Not predicting that it could happen in any kind of numbers. But I could see an outlier managing it, and thriving thereby.
6:22 PM Mar 2nd
 
SeanKates
Rowen basically wrote what I was thinking when I read this. However, to go a step further, you can actually look at the evolutionary theory you start the article with as confirmation. Work by Gould (a SABR member to boot!) and others has shown that evolution generally NARROWS the "skill set," if you will, of species. Things become more specialized, not less so. Species are more likely to split into separate species that perform two separate tasks than they are to develop the ability to do two tasks better as one species.

In this instance, we have already moved in that direction. There are two species of pitchers (RHP and LHP) who have each dominated one specific task. This is the natural evolution of pitching, not having one group of people develop two separate skills better at the same time.
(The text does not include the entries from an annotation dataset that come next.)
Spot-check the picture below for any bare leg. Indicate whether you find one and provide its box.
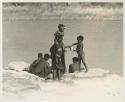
[78,55,81,71]
[81,55,88,72]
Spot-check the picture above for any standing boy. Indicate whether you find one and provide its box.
[71,35,88,72]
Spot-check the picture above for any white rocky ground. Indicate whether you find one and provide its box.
[3,62,123,102]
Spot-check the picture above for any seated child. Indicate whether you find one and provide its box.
[69,57,79,73]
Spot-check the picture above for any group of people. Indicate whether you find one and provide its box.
[29,24,88,80]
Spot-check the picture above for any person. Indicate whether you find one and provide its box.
[50,24,66,74]
[29,52,43,74]
[70,35,88,72]
[69,57,79,73]
[35,53,52,79]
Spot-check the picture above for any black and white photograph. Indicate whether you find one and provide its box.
[2,1,124,102]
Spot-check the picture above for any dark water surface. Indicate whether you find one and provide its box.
[3,20,123,75]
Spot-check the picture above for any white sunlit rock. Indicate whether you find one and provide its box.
[6,61,30,71]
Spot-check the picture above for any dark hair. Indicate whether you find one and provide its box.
[38,52,43,57]
[72,57,79,62]
[44,53,50,59]
[58,24,64,28]
[77,35,84,40]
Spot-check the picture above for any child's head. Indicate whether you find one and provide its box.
[38,52,43,58]
[77,35,84,42]
[44,53,50,60]
[58,24,65,32]
[72,57,79,63]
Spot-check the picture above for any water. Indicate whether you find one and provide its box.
[3,19,123,75]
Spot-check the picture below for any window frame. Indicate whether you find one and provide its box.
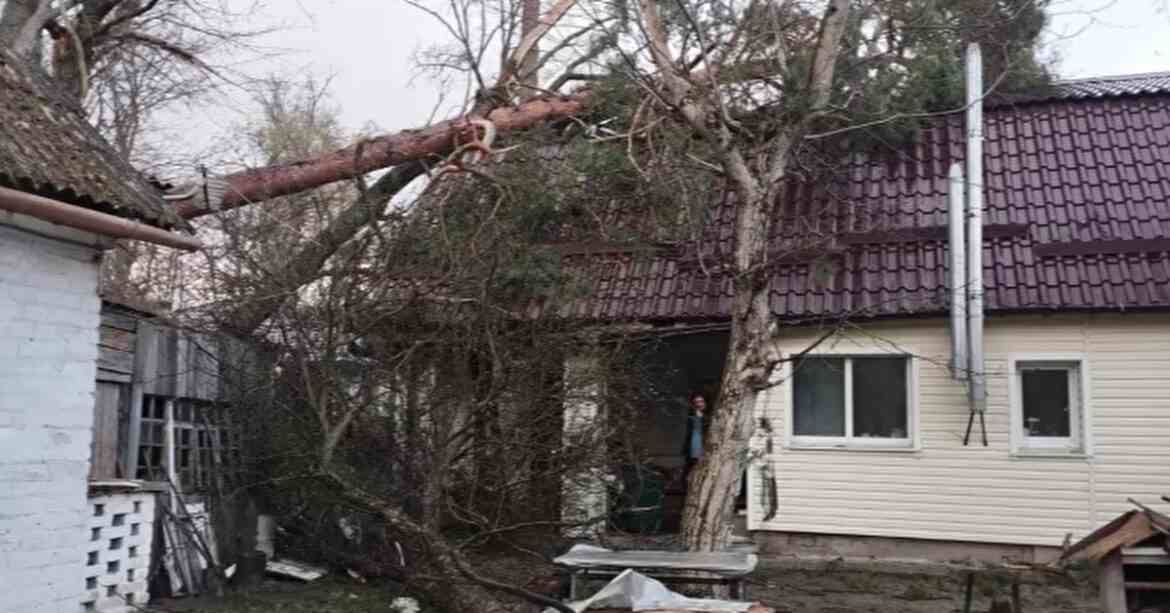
[1007,353,1093,457]
[784,347,921,452]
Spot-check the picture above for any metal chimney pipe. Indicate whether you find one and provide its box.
[966,42,987,411]
[947,161,968,380]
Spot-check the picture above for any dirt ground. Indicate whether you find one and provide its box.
[748,560,1100,613]
[150,559,1099,613]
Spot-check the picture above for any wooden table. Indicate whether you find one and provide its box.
[552,545,759,600]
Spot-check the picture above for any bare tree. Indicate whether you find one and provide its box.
[187,76,673,611]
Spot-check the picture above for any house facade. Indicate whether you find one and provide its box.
[0,50,198,613]
[566,74,1170,560]
[748,312,1170,562]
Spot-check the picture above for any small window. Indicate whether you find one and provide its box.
[792,356,911,447]
[1012,360,1085,452]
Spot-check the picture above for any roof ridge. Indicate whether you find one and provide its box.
[1052,70,1170,85]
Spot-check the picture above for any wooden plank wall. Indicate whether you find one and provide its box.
[137,321,222,400]
[97,304,138,384]
[89,381,125,480]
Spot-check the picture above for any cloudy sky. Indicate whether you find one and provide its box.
[182,0,1170,152]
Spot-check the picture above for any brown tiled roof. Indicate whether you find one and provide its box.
[0,49,185,227]
[563,75,1170,322]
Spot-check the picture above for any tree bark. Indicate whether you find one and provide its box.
[678,0,849,551]
[223,161,426,336]
[176,90,590,219]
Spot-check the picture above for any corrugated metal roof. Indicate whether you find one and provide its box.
[0,49,186,227]
[564,75,1170,322]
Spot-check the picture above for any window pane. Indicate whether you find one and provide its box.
[853,358,910,439]
[792,358,845,436]
[1020,369,1071,438]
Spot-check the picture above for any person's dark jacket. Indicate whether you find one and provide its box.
[682,411,711,459]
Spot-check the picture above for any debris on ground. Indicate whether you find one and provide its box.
[545,570,772,613]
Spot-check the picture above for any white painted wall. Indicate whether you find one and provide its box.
[0,225,101,613]
[749,314,1170,546]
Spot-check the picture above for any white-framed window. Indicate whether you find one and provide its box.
[1011,358,1088,454]
[789,353,915,448]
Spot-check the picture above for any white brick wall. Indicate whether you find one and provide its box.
[0,225,101,613]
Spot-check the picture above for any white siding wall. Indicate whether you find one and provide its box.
[750,314,1170,546]
[0,225,101,613]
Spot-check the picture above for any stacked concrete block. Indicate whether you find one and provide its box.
[82,491,156,613]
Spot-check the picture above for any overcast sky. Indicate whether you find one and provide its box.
[180,0,1170,155]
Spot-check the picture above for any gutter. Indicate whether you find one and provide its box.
[0,187,204,252]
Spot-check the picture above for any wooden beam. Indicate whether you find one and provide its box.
[1126,581,1170,592]
[1099,549,1129,613]
[1064,511,1158,562]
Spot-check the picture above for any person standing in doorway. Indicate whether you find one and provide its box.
[682,391,709,483]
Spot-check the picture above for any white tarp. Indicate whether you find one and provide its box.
[544,570,752,613]
[552,544,759,577]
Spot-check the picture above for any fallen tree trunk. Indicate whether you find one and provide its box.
[176,90,591,219]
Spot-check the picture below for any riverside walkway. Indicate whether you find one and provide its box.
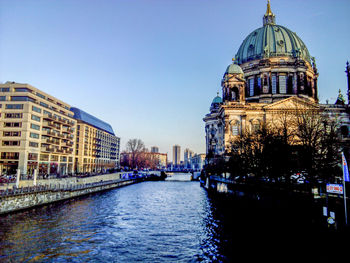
[0,172,164,217]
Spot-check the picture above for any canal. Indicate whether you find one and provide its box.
[0,175,348,262]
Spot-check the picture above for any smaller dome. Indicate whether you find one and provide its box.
[225,63,243,74]
[211,96,222,104]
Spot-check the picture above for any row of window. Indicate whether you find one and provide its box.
[248,75,288,96]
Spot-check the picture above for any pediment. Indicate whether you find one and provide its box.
[264,97,319,110]
[225,76,245,82]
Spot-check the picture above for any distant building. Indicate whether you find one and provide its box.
[173,145,181,167]
[184,148,193,168]
[71,108,120,173]
[191,153,206,170]
[151,146,159,153]
[120,151,168,170]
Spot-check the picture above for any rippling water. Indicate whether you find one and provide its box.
[0,177,230,262]
[0,177,348,262]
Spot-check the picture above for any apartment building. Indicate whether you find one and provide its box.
[0,82,120,177]
[0,82,77,175]
[71,107,120,173]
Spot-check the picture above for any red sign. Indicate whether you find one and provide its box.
[327,184,344,194]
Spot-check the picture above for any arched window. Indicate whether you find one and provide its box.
[231,87,239,101]
[231,121,241,136]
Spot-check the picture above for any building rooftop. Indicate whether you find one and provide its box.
[70,107,115,135]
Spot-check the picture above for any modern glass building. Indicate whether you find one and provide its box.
[70,107,120,173]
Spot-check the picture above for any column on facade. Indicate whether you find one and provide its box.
[18,151,28,177]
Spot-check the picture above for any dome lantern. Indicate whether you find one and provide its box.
[263,0,276,26]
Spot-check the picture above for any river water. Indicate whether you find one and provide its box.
[0,175,348,262]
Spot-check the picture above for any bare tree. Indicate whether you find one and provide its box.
[126,139,145,169]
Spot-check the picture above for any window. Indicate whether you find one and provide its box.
[40,154,49,161]
[29,132,39,139]
[28,153,38,161]
[15,88,32,92]
[3,131,21,137]
[39,101,49,108]
[232,123,239,135]
[1,152,19,160]
[32,106,41,113]
[32,114,40,121]
[11,96,35,102]
[4,122,22,127]
[279,76,287,94]
[272,75,277,94]
[5,104,23,110]
[30,123,40,131]
[36,92,46,99]
[5,113,23,119]
[249,79,254,96]
[29,142,39,148]
[2,141,20,146]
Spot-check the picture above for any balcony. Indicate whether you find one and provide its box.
[41,146,55,153]
[42,139,60,145]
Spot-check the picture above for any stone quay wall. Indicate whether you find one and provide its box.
[0,179,139,214]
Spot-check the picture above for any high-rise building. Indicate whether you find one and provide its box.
[173,144,181,167]
[71,108,120,173]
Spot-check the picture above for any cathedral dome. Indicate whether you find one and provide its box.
[211,95,222,104]
[225,63,243,74]
[236,1,311,65]
[236,24,311,64]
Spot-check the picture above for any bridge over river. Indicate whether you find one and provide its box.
[0,174,346,262]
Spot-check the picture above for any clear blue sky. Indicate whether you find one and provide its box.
[0,0,350,160]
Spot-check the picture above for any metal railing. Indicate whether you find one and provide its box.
[0,179,135,198]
I do agree with number 4, but that's the way of the world. Future more open society + a billion people is a pretty good combo.
6:01 PM Mar 2nd
 
Trailbzr
I agree with Richie. As the world flattens, more of it will become a recruitment source. I saw a news story just last night about tryouts in India to see if anyone could through a ball 89 mph. ( A couple of javelin throwers could.)

But the other suggestions run counter to the trend that as baseball becomes harder, it will become less likely anyone could play it at a major league level using their secondary skills. Before there'd be a true/hitter, there'll be a guy who throws mop-up while providing an extra bat.
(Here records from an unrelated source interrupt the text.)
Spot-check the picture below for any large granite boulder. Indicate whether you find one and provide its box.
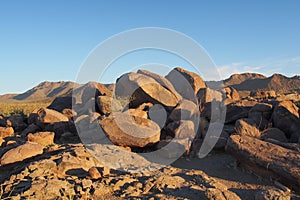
[0,142,43,166]
[272,101,300,142]
[99,112,160,147]
[166,67,206,102]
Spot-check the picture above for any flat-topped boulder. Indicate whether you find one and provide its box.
[99,112,160,147]
[0,127,15,138]
[37,108,69,124]
[226,135,300,191]
[272,101,300,142]
[137,70,182,100]
[0,142,43,166]
[166,67,206,102]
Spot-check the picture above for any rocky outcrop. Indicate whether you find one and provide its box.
[0,142,43,166]
[27,132,54,147]
[97,96,123,115]
[47,96,75,112]
[166,67,206,102]
[261,128,288,143]
[137,70,182,100]
[99,113,160,147]
[197,88,224,105]
[235,118,261,138]
[272,101,300,142]
[0,127,14,138]
[226,135,300,190]
[37,108,69,124]
[115,73,179,107]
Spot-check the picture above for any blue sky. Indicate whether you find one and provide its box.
[0,0,300,94]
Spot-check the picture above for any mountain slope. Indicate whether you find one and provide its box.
[0,81,74,102]
[230,74,300,93]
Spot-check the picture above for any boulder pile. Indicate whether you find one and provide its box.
[0,68,300,199]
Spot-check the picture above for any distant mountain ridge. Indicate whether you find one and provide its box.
[0,81,74,102]
[0,73,300,102]
[207,73,300,93]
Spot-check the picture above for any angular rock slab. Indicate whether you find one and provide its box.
[99,112,160,147]
[272,101,300,142]
[137,70,182,100]
[166,67,206,102]
[37,108,69,124]
[226,135,300,191]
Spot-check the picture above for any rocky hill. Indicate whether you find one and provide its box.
[0,81,74,102]
[207,73,300,94]
[0,68,300,200]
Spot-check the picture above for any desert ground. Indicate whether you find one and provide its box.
[0,68,300,200]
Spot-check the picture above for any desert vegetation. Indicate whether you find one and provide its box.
[0,68,300,200]
[0,101,51,117]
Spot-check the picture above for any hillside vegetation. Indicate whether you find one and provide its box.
[0,101,51,117]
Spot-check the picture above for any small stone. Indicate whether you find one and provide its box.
[89,167,101,180]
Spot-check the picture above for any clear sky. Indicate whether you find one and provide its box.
[0,0,300,94]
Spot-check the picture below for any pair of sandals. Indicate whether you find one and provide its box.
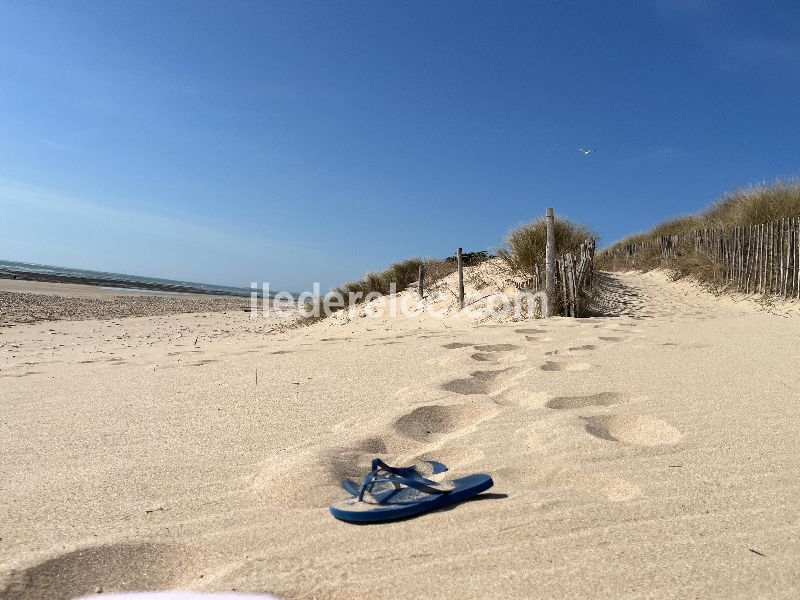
[330,458,494,523]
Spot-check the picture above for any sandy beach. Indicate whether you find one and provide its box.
[0,273,800,600]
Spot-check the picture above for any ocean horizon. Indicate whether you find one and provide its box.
[0,259,286,297]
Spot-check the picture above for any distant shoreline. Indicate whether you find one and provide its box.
[0,266,248,298]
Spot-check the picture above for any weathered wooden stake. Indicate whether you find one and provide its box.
[456,248,464,308]
[543,208,556,317]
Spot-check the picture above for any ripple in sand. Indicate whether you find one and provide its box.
[394,402,497,441]
[585,415,681,446]
[475,344,519,352]
[540,360,594,371]
[0,544,208,600]
[545,392,627,409]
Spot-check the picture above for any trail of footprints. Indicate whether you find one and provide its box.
[252,323,681,508]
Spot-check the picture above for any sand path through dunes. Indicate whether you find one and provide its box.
[0,274,800,599]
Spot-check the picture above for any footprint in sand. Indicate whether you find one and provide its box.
[539,360,594,371]
[584,415,681,446]
[394,402,497,442]
[442,369,508,396]
[545,392,630,409]
[544,344,597,356]
[475,344,519,352]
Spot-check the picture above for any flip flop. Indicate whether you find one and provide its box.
[342,460,447,497]
[330,458,494,523]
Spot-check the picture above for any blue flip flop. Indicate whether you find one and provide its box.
[342,460,448,497]
[330,458,494,523]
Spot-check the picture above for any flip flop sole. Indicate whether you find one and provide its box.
[330,473,494,523]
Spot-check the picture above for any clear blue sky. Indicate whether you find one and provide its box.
[0,0,800,290]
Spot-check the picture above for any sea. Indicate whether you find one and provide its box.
[0,260,274,298]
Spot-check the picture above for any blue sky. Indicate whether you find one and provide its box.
[0,0,800,290]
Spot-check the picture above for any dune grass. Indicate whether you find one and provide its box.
[597,180,800,281]
[498,217,597,275]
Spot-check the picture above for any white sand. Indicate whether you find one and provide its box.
[0,274,800,600]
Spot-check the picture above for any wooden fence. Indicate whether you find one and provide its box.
[514,240,596,317]
[609,217,800,298]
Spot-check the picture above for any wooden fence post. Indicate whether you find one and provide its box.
[544,208,556,317]
[456,248,464,309]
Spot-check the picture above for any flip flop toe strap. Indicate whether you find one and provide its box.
[358,458,450,502]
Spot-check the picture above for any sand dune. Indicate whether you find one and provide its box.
[0,274,800,600]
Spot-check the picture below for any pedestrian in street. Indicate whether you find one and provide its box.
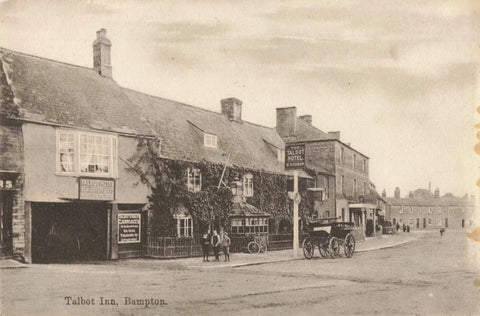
[201,232,210,262]
[222,232,231,261]
[211,230,220,262]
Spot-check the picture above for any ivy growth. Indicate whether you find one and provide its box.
[127,139,313,236]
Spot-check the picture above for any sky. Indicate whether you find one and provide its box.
[0,0,480,196]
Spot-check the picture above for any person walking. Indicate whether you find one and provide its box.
[201,232,210,262]
[211,230,220,262]
[222,232,232,261]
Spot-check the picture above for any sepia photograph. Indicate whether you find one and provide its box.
[0,0,480,316]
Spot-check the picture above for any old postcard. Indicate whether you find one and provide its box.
[0,0,480,315]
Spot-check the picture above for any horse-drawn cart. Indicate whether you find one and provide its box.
[303,218,355,259]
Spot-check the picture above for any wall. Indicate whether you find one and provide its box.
[0,120,25,257]
[23,123,149,204]
[335,142,370,200]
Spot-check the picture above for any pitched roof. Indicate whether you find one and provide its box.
[124,89,285,173]
[0,48,152,135]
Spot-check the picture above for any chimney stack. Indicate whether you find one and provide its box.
[328,131,340,140]
[93,28,112,78]
[276,106,297,137]
[300,114,312,125]
[220,98,242,122]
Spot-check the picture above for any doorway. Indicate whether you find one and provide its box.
[0,191,13,257]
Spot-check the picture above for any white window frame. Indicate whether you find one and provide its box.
[187,168,202,192]
[277,148,285,163]
[243,173,253,197]
[55,128,118,178]
[203,133,217,148]
[175,215,193,237]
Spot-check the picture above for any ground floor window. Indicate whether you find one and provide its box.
[245,217,268,233]
[177,216,193,237]
[232,218,243,234]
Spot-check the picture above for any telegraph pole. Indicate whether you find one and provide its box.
[293,170,300,258]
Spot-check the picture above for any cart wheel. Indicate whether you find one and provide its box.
[247,241,260,254]
[302,237,315,259]
[318,244,328,258]
[328,237,340,259]
[343,233,355,258]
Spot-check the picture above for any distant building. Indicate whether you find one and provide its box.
[386,188,475,230]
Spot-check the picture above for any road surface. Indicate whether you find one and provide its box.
[0,231,480,315]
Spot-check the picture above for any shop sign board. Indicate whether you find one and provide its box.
[78,178,115,201]
[285,144,305,170]
[118,213,142,244]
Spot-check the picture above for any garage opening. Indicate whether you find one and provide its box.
[32,203,108,263]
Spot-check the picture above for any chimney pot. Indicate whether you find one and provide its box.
[276,106,297,137]
[220,98,243,122]
[328,131,340,140]
[300,114,312,125]
[93,28,112,78]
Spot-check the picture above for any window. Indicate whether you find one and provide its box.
[187,168,202,192]
[232,218,243,234]
[203,133,217,148]
[245,217,268,233]
[340,176,345,193]
[243,174,253,196]
[56,129,118,177]
[177,215,193,237]
[277,148,285,162]
[57,131,76,172]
I think the next revolution in baseball will be either a further technological improvement of bats, or rule changes to prohibit them. (The latter one possibly after an infielder is injured or a spectator killed by a splintered one.)
4:59 PM Mar 2nd
 
rowen
The fundamental problem I see with ideas 1, 2, and 3 is that they run completely contrary to the evolutionary trend that we've been seeing over the past few decades, which is the increased specialization of talents. Talent specialization has in turn been a natural consequence of increased efficiency in talent procurement & development, as baseball has become more wide-spread and has offered greater economic opportunities. All of these concepts -- pitchers as two-way players, multi-sport players, ambidextrous pitchers, left-handed infielders -- existed 100 years ago but have been "bred out" of the population due to evolutionary selection. Put simply, it's too hard to excel at any single one of these things, and trying to excel at two of them is inefficient. I'm sorry to say this, but I think this article is a very poor attempt at prognostication and reflects nothing more than the author's desire to say "gee, wouldn't it be cool if...."
4:51 PM Mar 2nd
 
Richie
'4' seems to be a given, tho' perhaps you're overstating it. At first I thought '1' was ridiculous. But when you cited the advantages, well, yeah, thanks to you I now can see the potential. And my guess is that ambidexterity is teachable.
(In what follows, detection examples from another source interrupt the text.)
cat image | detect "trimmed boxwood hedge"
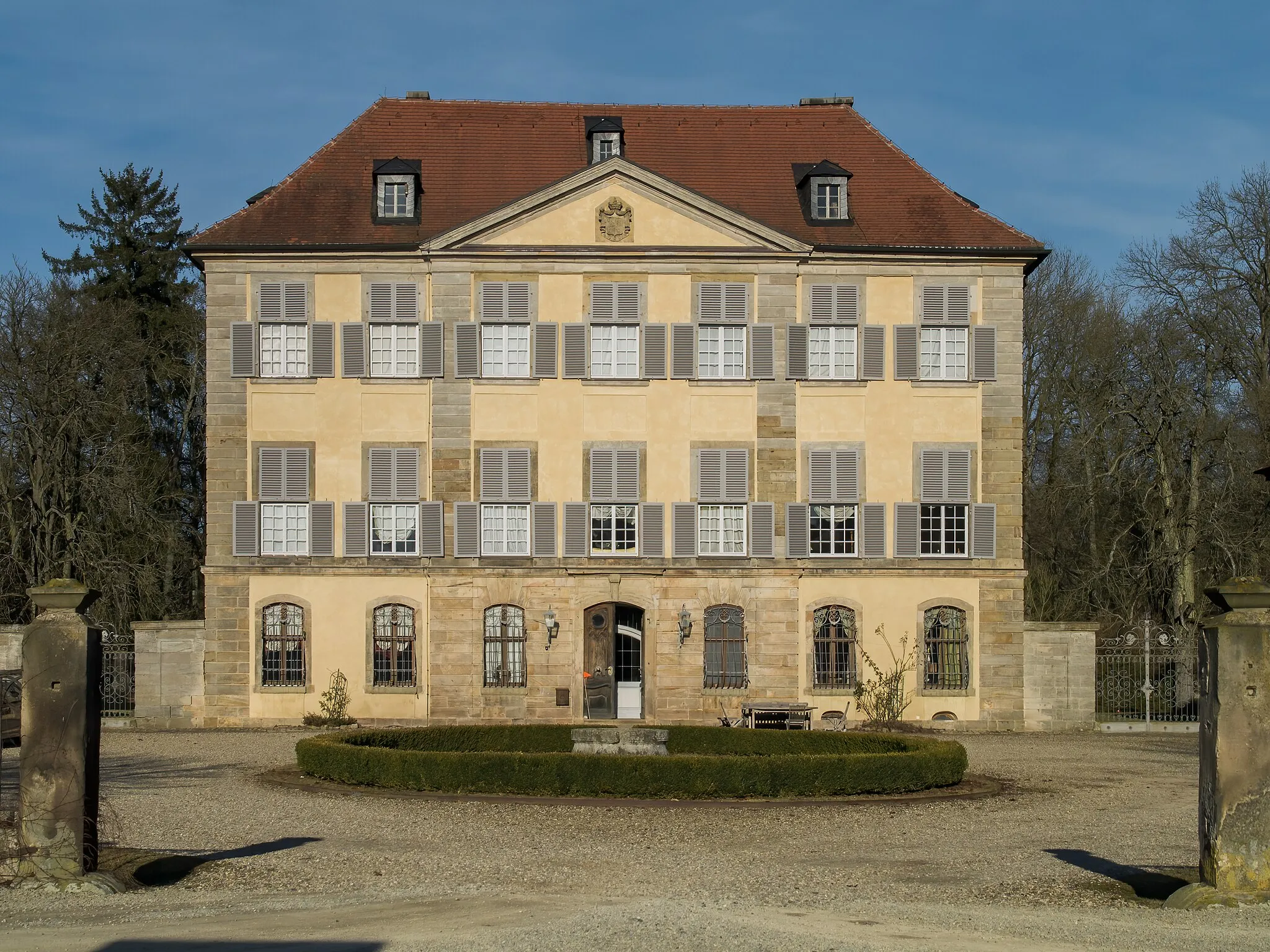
[296,725,967,800]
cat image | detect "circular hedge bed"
[296,725,967,800]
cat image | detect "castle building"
[189,94,1047,728]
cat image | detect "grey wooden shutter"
[230,321,255,377]
[339,321,366,377]
[344,503,371,557]
[856,503,887,558]
[455,322,480,378]
[613,447,639,503]
[785,503,812,558]
[419,321,446,377]
[283,447,309,500]
[309,503,335,556]
[749,324,776,379]
[231,499,260,556]
[366,447,393,500]
[533,324,559,379]
[480,448,507,501]
[564,503,590,558]
[945,449,970,503]
[419,501,446,558]
[858,324,887,379]
[564,324,587,379]
[895,324,918,379]
[722,449,749,503]
[697,449,724,503]
[970,324,997,379]
[785,324,808,379]
[455,503,480,558]
[590,447,615,503]
[670,503,697,558]
[895,503,922,558]
[503,447,531,503]
[749,503,776,558]
[309,321,335,377]
[833,449,859,503]
[255,447,286,501]
[970,503,997,558]
[639,503,665,558]
[532,503,556,558]
[642,324,665,379]
[257,281,282,324]
[393,447,419,501]
[921,449,948,503]
[670,324,697,379]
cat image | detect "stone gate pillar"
[18,579,102,879]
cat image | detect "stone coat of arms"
[596,195,635,241]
There is a clear, very strong trend AWAY from multi-sport athletes. Multi-sporting is devolutionary, not evolutionary. As to 2-way baseball players. If they decided not to do it with Babe Ruth, for goodness' sake, I can't see anyone coming along better equipped to do it than he was.

Oh, and Grant Hill is nothing like Magic was. Like Rick Barry, maybe. Nothing especially remarkable about an NBA forward who can also dribble and pass well.
4:38 PM Mar 2nd
 
evanecurb
Roel: Some of these make a lot of sense, particularly the ones about China and two way players. My predictions: Left handed catchers will become as commonplace in the big leagues as left handed QBs in the NFL. I also believe we will see left handed infielders as well.